I have responsibility for multiple large-ish Hyper-V failover clusters. I very occasionally see an issue where the 'ISALIVE:0' check will fail for a virtual machine (via the vmclusres.dll library) and the Resource Hosting Subsystem will terminate, bringing
down multiple machines with it.
There are multiple pieces of contradictory information on the internet about what is actually happening here. Some sources suggest that fail-over clustering will attempt to isolate the resource which first failed the health check into its own process (suggesting
this protects the other resources running under the same RHS).
This categorically does not happen on a fully patched Windows 2016 Hyper-V cluster. What appears to happen is that the failing RHS is terminated, killing any and all compute that is running under the same process. The logs make mention of the offending virtual
machine resource being isolated, but I can actually see no evidence of this occurring (in the properties of that resource), but even if this does happen, the default config has still resulted in one resource effectively causing an outage.
I can sort of add credence to this summary of behavior but forcing the resource to run in their own separate monitors myself. If I do this on a lab I've stood up:
Get-ClusterResource -Name "*Virtual Machine blah*"
foreach ($resource in $cluster_resources) {$resource.SeparateMonitor}
... I can see they are all using the default setting, which is to not run in a separate monitor. Fine.
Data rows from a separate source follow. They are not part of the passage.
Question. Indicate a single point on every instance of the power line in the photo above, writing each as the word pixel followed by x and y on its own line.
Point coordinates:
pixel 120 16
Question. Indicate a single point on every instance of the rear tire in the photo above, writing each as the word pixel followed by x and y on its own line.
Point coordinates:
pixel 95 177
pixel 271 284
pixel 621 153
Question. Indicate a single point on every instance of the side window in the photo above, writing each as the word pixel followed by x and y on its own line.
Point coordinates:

If i set them all to run in their own monitor:
foreach ($resource in $cluster_resources) {$resource.SeparateMonitor = 1}
...and count the RHS processes there is no difference. As you would kinda expect, if I now restart the machines I suddenly have lots of RHS processes popping up, one for each VM.
So this suggests that resource cannot magically flip between RHS parent processes while they are running\switched on, so the out-of-the-box configuration can indeed bring down a whole node when there is a problem with a single resource. Could anybody anywhere
tell me if I am right here?
Also, trying to go back to the why behind the original problem. Does anyone know where I can get information about what the ISALIVE check for the vmclusres.dll library is actually doing?
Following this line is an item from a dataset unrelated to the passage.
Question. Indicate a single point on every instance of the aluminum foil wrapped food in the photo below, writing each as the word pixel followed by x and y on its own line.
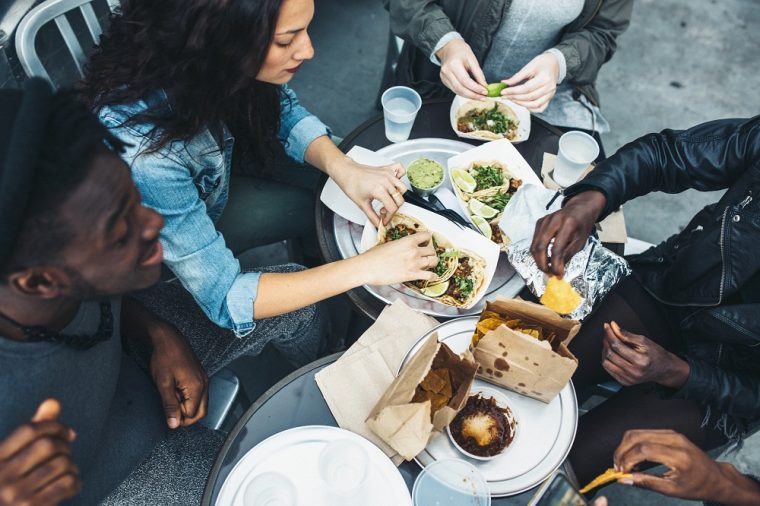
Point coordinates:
pixel 592 272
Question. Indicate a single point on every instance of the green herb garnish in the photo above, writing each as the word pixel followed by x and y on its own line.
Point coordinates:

There is no information anywhere about what kind of check failed, if it is a VM state check, some kind of IC communication check etc The VM didn't dump inside the guest, it just 'failed' and caused an outage, which is kinda scary. I know from some research
that the ISALIVE check is the five-minute check which is supposed to be the more in-depth check of the two that are run, but I can find no documentation saying what it is actually checking, therefore I have no way of working backward.
Thank you.